Visitors check a yacht produced in Zhuhai, Guangdong province, during an exhibition in Hong Kong in May. Many mainland companies have started to seek more opportunities in the special administrative region. [Photo/Xinhua]
BEIJING – Closer economic ties between the Chinese mainland and Hong Kong may help offset the impact of a decline in world growth, which has been dragged down by debt crises in Europe and the United States, experts said on Monday.
“As the debt crises threatens to drag down global economic growth, the mainland and Hong Kong need to promote the implementation of the Closer Economic Partnership Arrangement (CEPA) to ensure sustainable growth for both sides,” said Zhang Li, a researcher with the Chinese Academy of International Trade and Economic Cooperation affiliated to the Ministry of Commerce.
Worries about slow world economic growth rose following Standard and Poor’s downgrade of the US’s credit rating. CEPA, a free trade agreement between the two sides signed in 2003, offers preferential market access for Hong Kong products and companies to enter the mainland market.
The arrangement includes the removal of tariffs on trade goods and has created an effective platform to promote investment and trade between the two sides.
By the end of 2010, $308 million in tariffs had been saved on goods worth $3.57 billion, according to the General Administration of Customs.
Hong Kong is the fifth largest trading partner and the third largest export market of the mainland. Trade volume between the two surged 35 percent year-on-year to $134.4 billion in the first half of 2011.
“According to the mainland’s 12th Five-Year Plan (2011-2015), the mainland will further open its service industry, also a sector in which Hong Kong companies have great strengths and opportunities,” said Zhang.
Many mainland small- and medium-sized enterprises are struggling to overcome financing bottlenecks, so Hong Kong’s financial institutions can exploit new ways for cooperation such as launching more financial products for them, she said.
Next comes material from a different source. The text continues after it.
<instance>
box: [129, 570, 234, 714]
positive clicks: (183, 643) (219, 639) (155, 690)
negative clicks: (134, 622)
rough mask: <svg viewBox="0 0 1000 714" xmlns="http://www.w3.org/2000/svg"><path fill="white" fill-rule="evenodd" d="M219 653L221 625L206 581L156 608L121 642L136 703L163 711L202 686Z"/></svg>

The opening-up of the mainland market to Hong Kong financial institutions is the most effective sector for the implementation of the CEPA, Jiang Yaoping, vice-minister of commerce, said in July.
The mainland has adopted more than 30 preferential measures in areas such as banks, securities and insurance in the seven supplementary agreements to CEPA containing further preferential policies for Hong Kong.
Those measures not merely helped the Hong Kong financial industry gain more space for development and strengthen Hong Kong’s position as a international financial center, but also boosted the mainland financial industry, he said.